GTX 970 that has theoretically 3494 GFlops, because it has an extra 1000 (double of needed) it would look like it could handle both tasks easily. But I have read that it still has micro-stuttering (maybe because of context switching), so maybe a dedicated card for PhysX is still a better option.
 
Nice review. I made a comment elsewhere that PhysX in Fallout 4 has minimal impact on performance, mainly due to this video and review websites that I have seen.

This one is using a Titan (I think the original ~GTX 780 version).
[video="https://www.youtube.com/watch?v=uJSG_GIsbOM"][/video]
 
I saw also some reviews, but they where all either on Titan or on GTX 980. That's fine and dandy, those cards are overkill anyway for gaming at 1920x1080. But on my GTX960, the debris on ultra would make the game really un-playable, that's what made me make this little "investigation".
I have estimated that it used 480-500 GFlops in my configuration, that's not really something to ignore, it's 20% of what GTX 960 has.

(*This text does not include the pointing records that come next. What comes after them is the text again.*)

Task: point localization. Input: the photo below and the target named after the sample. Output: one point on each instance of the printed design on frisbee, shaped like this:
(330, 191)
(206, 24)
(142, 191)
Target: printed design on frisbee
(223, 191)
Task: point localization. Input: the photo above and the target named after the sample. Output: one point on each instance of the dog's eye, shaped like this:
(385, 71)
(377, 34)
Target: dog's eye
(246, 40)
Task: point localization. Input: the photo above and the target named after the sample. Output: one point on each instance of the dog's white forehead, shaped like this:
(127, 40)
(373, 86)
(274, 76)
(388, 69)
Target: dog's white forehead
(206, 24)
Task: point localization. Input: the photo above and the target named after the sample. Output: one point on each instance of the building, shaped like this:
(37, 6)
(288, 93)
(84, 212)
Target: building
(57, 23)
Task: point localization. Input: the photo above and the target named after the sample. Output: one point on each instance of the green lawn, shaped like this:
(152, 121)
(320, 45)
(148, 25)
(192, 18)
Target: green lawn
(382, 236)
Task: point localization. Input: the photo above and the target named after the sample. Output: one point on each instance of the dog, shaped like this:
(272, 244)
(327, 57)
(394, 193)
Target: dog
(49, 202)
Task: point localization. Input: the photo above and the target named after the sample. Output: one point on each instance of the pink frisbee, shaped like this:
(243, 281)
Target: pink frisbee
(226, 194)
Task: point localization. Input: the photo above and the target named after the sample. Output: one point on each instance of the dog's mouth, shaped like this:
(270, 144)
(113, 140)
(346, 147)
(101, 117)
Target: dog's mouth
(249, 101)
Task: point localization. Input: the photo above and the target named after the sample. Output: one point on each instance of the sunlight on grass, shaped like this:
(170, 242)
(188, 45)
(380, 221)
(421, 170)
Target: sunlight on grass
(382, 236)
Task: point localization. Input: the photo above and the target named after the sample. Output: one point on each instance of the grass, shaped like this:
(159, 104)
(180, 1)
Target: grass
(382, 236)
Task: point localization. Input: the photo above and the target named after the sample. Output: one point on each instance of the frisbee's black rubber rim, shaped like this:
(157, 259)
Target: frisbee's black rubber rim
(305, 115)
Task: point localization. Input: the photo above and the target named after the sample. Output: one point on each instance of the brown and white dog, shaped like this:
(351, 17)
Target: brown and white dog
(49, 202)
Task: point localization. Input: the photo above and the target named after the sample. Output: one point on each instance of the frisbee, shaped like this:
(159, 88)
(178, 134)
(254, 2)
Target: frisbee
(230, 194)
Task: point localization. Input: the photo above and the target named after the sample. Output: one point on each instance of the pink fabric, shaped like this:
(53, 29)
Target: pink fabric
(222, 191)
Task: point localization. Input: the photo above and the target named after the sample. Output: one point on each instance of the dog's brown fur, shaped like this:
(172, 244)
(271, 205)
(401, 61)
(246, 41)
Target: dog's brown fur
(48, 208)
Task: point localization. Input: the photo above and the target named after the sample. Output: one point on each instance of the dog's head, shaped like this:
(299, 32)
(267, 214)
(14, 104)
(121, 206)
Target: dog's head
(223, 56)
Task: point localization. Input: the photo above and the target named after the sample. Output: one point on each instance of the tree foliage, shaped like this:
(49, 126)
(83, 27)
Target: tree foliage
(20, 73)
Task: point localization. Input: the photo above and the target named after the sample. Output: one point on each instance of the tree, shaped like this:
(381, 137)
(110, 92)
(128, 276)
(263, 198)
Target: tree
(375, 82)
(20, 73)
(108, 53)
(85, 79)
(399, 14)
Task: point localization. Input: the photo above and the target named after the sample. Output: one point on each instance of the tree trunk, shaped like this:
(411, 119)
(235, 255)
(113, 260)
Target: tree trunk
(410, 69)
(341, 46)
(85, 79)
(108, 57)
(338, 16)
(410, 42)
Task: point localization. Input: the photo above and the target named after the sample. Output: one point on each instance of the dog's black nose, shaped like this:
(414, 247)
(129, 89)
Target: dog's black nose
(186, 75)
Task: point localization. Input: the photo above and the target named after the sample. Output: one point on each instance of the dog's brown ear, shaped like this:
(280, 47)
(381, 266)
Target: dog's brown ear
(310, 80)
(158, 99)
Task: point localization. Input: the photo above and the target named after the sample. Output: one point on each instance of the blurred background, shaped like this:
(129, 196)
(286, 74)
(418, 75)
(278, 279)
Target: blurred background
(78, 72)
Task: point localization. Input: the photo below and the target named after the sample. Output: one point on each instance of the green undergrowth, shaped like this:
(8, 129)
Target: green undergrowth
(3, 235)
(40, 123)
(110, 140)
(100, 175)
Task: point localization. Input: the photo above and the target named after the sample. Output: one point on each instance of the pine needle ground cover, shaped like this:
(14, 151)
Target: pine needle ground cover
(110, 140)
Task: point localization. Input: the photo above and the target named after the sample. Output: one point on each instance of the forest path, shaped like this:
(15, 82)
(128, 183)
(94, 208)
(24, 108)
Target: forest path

On nVidia official website they are talking about minimal and recommended configurations for old PhysX. I think FleX solver is much more intensive, mainly because of more advanced calculations and effects.
I am happy that I found a good use for my older GT 730, maybe there are other people that are in this situation...
 
Did flex specifically need physx 3? If flex is the same as APEX module then it night be possible to use them on top of other physic engine other than PhysX (also means compatible with older version of PhysX)
 
You can think it like those APEX module. For example there is specific module to simulate cloth and there is another for smoke turbulance. But current cpu actually already powerful enough that some of this effect can be calculated even with cpu only. Take batman arkham knight for example. I played the game and i see some of effect that in the past will not available unless gpu physx being turned on. The game use heavily modified UE3 engine with it's PhysX engine has been upgraded to PhysX 3 instead of PhysX 2 that used in vanilla UE3 engine.
 
In nvidia Control Panel, FleX is controlled by the "PhysX" setting.
The effects possible in FleX are more elaborate than the ones in vanilla PhysX, so I guess that's why they are more computing intensive.